Осенью Жуковский переехал на житье в один из флигелей Аничкова дворца. Это здесь Пушкин читал ему последнюю песнь «Руслана и Людмилы», и щедрый Жуковский (от которого ведь многое найдешь в стихах и молодого, и зрелого Пушкина) подарил ему свой портрет с великодушной надписью:
«Победителю-ученику от побежденного учителя — в тот высокоторжественный день, в который он окончил свою поэму «Руслан и Людмила». 1820, марта 26, великая пятница».

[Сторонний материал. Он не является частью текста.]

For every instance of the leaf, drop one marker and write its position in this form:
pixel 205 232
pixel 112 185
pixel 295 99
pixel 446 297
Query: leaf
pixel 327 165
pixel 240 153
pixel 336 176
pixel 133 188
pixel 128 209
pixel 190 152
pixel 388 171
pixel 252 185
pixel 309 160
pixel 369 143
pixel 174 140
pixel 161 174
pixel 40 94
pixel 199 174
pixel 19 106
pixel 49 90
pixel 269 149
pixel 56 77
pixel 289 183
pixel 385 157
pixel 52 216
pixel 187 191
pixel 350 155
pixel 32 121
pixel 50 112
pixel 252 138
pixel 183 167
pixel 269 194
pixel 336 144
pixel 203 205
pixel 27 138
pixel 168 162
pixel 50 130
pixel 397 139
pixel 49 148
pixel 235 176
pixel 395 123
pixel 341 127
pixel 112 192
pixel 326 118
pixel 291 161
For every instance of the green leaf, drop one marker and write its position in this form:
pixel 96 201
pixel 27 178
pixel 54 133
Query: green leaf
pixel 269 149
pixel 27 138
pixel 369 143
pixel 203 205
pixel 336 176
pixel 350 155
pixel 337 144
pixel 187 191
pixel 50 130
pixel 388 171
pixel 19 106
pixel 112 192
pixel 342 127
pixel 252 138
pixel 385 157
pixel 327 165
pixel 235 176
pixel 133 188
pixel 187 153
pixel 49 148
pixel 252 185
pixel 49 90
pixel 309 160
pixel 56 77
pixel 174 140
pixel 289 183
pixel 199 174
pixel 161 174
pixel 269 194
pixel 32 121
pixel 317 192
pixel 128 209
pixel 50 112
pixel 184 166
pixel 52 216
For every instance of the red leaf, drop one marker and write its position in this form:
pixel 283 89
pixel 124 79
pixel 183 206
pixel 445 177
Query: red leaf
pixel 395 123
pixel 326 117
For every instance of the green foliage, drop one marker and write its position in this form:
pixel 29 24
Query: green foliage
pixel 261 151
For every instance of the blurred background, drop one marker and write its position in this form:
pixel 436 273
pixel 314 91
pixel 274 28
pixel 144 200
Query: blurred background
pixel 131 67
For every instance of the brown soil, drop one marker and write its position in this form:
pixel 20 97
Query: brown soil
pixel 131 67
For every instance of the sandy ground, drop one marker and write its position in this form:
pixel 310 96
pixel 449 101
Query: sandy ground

А вскоре Жуковскому пришлось спасать беспечного Пушкина, над которым, по свидетельству Вяземского, нависла «если не туча, то по крайней мере облако, и громоносное…». В результате всех хлопот дело обошлось ссылкой Пушкина в екатеринославскую канцелярию добрейшего Инзова, благородного выпускника Благородного пансиона (могло быть гораздо хуже). Другой выпускник того же пансиона, Жуковский, взялся тем временем за издание «Руслана и Людмилы»…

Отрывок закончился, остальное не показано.